Usage

This package provides a framework that audits data according to a given specification and returns a report.

As an example, let’s consider a python application which creates meteorological reports in CSV format. We want to verify the CSV files before they are distributed to the public and provide a report on any issues so that they can be addressed. This tool provides a framework for doing so in an easy-to-read fashion.

Audit Creation

Creating an audit is much like creating a test case, with a few small differences. Most implementations will override the constructor to provide a piece of data to test and the audit() method to provide the tests. All tests are done using the ClaimInspector which is created by calling claim().

The claim() method takes a value which we will make claims about using various methods. However, it also takes an optional Severity which informs the system how bad the deficiency is if any of the tests fail. These severities and their suggested interpretations are:

BLOCKER

If the claim is False, then we prevent further execution of the audit. This should mostly be used if the claim failing means the rest of the audit may not providing any meaningful results. For example, if a CSV file cannot be parsed as a CSV file, this means we cannot inspect the contents. Any exceptions that are raised are considered blocking errors.

CRITICAL

If the claim is False, this is a major deal-breaker about the structure but the audit can continue. For example, if a CSV file requires a specific column but this column is not present, this may be a CRITICAL error.

ERROR

The default value, this is used for any major errors that should probably be addressed about the data before it is considered valid. For example, if a CSV file is missing certain dates that should be included, this may be a simple ERROR.

WARNING

If the claim is False, this level suggests that it is a deficiency that may or may not need to be corrected. For example, if a value is NULL that probably shouldn’t be NULL, but the data format allows it to be so, this would be a WARNING.

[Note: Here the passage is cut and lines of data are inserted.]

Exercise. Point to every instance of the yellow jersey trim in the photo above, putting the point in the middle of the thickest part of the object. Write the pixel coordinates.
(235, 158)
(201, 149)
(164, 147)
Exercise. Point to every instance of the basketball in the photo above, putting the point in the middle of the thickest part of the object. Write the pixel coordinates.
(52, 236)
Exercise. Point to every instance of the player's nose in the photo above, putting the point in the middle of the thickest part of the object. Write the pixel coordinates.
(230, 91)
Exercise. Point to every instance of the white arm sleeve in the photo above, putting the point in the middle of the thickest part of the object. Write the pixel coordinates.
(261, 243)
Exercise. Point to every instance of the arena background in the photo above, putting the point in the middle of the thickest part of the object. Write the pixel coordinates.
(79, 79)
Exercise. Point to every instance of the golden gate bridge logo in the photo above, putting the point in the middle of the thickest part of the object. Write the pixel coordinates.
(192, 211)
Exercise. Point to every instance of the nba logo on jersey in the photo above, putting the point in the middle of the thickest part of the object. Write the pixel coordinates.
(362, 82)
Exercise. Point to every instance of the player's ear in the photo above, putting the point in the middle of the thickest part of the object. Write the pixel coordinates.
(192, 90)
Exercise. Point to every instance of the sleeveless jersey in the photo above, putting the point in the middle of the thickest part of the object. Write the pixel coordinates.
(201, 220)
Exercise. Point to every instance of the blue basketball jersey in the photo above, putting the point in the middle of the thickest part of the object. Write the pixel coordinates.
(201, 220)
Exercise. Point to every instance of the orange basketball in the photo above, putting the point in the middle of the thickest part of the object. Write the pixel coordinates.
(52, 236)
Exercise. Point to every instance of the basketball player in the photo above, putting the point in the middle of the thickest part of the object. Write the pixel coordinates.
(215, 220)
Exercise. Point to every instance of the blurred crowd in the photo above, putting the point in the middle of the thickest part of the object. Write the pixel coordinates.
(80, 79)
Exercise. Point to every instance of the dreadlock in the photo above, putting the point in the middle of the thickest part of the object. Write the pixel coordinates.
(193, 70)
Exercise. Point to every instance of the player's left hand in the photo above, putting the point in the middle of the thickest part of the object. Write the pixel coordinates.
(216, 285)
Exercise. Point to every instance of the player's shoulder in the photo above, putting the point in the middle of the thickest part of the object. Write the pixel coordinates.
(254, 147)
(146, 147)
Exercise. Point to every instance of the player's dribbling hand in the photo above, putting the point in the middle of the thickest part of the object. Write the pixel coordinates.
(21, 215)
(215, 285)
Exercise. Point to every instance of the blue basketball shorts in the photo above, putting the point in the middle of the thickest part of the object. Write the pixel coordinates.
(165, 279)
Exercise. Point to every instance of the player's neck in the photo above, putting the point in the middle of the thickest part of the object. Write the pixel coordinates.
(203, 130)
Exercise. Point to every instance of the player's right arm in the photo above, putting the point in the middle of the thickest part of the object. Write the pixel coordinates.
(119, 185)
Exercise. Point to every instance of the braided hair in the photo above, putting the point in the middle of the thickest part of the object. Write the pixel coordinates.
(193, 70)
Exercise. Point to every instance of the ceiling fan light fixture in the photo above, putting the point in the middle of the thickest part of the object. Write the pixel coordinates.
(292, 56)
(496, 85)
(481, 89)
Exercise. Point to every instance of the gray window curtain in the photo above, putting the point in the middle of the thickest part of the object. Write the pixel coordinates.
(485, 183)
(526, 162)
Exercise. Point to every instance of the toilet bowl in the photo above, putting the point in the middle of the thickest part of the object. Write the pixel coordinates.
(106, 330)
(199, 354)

For example, our hypothetical meteorological data file might have an audit that looks something like this:

from qassure import Auditor, Severity
import csv
import os

class WeatherDataAuditor(Auditor):

    def __init__(self, csv_path):
        self.csv_path = csv_path

    def audit(self):
        self.claim(os.path.exists(self.csv_path), Severity.BLOCKER).is_true("File does not exist")
        with open(self.csv_path, "r") as handle:
            reader = csv.reader(handle)
            header = None
            for line in reader:
                if header is None:
                    header = line
                    self.claim(header).equals(["Station", "Temperature (K)"], "Invalid header")
                else:
                    self.claim(len(line)).equals(2, "Missing temperature data")
                    if len(line) == 2:
                        self.claim(line[1].isdigit()).is_true("Temperature is not an integer")

This example will check to make sure the CSV file exists and is parsable as a CSV, then proceeds to check that the proper header is in place and that every line contains two elements, the second of which is an integer.